Lettre au PM : intervention en Irak


Vaut mieux prévenir que guérir. Après avoir eu vent que le président Bush pourrait demander à Paul Martin la collaboration du Canada dans l’effort de reconstruction en Iraq (Cyberpresse : Bush demanderait d’envoyer des troupes), je me suis empressé d’envoyer un message au premier ministre. …

    Monsieur le Premier Ministre,

    J’apprends ce matin que le président des États-Unis pourrait demander la participation du Canada dans la reconstruction de l’Irak (http://www.cyberpresse.ca/actualites/article/article_complet.php?path=/actualites/article/05/1,63,0,022005,910711.php). Je désire vous signaler ma vive opposition à une telle participation. Il appert qu’une telle requête ne viserait qu’à donner un lustre de crédibilité à la malheureuse intervention américaine en Irak. L’administration Bush ne manquerait de s’en gargariser sur toutes les tribunes, éclaboussant au passage la réputation du Canada sur la scène internationale.
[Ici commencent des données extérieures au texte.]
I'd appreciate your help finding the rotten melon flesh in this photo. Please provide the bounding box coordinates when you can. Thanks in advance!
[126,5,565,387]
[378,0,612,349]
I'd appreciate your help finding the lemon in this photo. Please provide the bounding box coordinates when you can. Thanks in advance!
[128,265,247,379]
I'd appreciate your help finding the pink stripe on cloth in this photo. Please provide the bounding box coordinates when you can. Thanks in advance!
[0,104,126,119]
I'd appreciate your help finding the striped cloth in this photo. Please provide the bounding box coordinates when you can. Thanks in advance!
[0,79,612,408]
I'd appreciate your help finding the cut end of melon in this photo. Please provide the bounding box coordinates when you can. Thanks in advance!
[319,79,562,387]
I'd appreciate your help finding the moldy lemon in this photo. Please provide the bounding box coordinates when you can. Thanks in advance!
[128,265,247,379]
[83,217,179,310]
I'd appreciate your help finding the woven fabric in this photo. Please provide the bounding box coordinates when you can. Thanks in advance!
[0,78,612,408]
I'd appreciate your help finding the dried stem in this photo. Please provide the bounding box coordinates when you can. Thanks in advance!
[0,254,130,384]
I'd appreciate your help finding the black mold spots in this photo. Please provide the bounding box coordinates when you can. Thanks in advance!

    Je ne m’oppose surtout pas à la participation du Canada à la reconstruction de l’Irak. Je crois, au contraire, que le Canada à tout intérêt à aider le peuple irakien et le gouvernement nouvellement élu. Toutefois, il serait sage pour le Canada d’utiliser d’autres avenues, plus neutres, pour ce faire.

    Agréez mes salutations distinguées,

    François Guité

Vous pouvez également communiquer avec le bureau du Premier ministre à l’adresse suivante : pm@pm.gc.ca . N’hésitez pas utiliser le libellé de mon message si le sujet vous tient à coeur.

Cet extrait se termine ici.